Dieses Video zur Rezeptionsgeschichte und zum Interpretationsansatz zeigt dir die grundlegenden Motive in Friedrich Schillers Tragödie "Don Karlos". Du erfährst, was für die Einordnung als Familientragödie und was für eine politisches Drama spricht. Ebenso kannst du nachvollziehen, warum trotz des historischen Stoffes "Don Karlos" kein Geschichtsdrama darstellt. Viel Spaß beim Ansehen!

Transkript „Don Karlos“ – Interpretationsansatz und Rezeptionsgeschichte (Schiller)

Friedrich Schiller: Don Karlos - Interpretationsansatz und Rezeptionsgeschichte

Immer wieder wird Friedrich Schillers „Don Karlos“, der 1787 in Hamburg uraufgeführt wurde, im Kontext des politischen Dramas erwähnt. Ursprünglich war dies jedoch gar nicht so geplant. Wie kam es also dazu?

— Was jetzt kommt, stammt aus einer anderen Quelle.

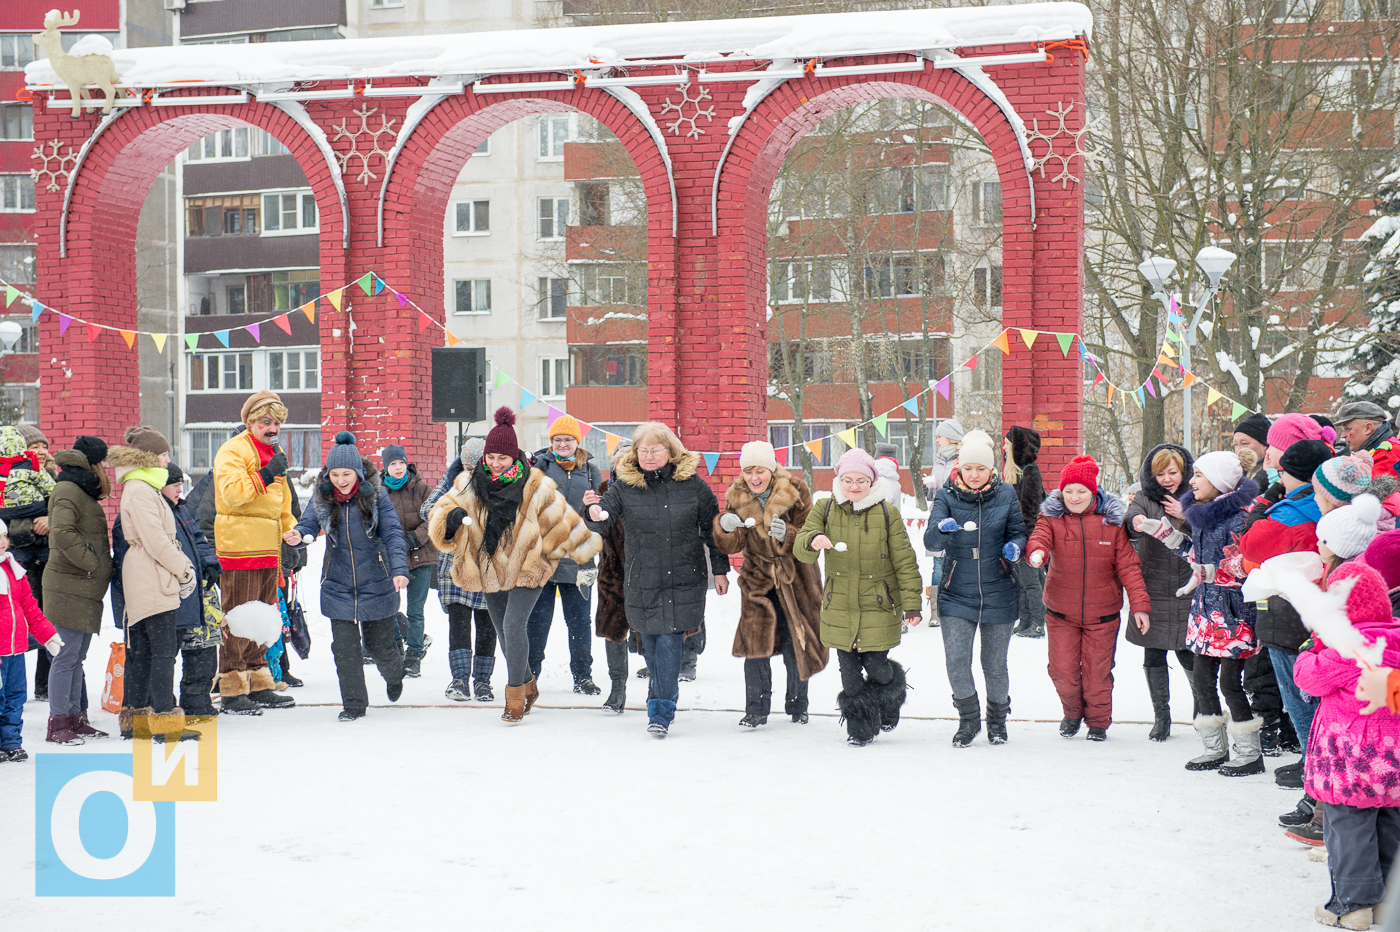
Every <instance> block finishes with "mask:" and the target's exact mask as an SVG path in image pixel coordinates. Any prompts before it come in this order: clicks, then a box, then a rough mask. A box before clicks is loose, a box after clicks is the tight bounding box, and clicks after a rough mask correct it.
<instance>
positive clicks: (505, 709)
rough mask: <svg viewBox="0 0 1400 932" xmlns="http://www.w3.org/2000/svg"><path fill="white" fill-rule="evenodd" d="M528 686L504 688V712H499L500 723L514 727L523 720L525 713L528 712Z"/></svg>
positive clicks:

Schiller erhält 1782 vom Mannheimer Intendanten des Nationaltheaters, Dalberg, ein über 100 Jahre altes französisches Buch über den spanischen König Philipp II. Dalberg versprach sich aus dem Stoff eine Familientragödie und forderte von Schiller eine emotionale Adaption. Schiller machte in seinen Briefen an Dalberg Zugeständnisse hinsichtlich des Familienkonflikts, der im Drama eine zentrale Rolle spiele. Dies tat er aber vor allem aus taktischen Gründen. Als Schiller jedoch seine Anstellung am Mannheimer Theater verlor, sah er sich nicht mehr gezwungen, eine Familientragödie zu schreiben.

„Don Karlos“ war von da an weder als klassisches Historien- noch als Familiendrama konzipiert. Vielmehr interessieren Schiller psychologische Aspekte in der Politik. Die Psychologie etablierte sich als eigenständige akademische Disziplin erst Anfang des 19. Jahrhunderts. Schiller, der 1775 seine akademischen Studien mit einer Doktorarbeit in Medizin abschloss, betitelte diese: „Versuch über den Zusammenhang der tierischen Natur des Menschen mit seiner geistigen". Inhaltlich stieß er somit bereits weit vor, indem er psychologische Aspekte wissenschaftlich untersuchte.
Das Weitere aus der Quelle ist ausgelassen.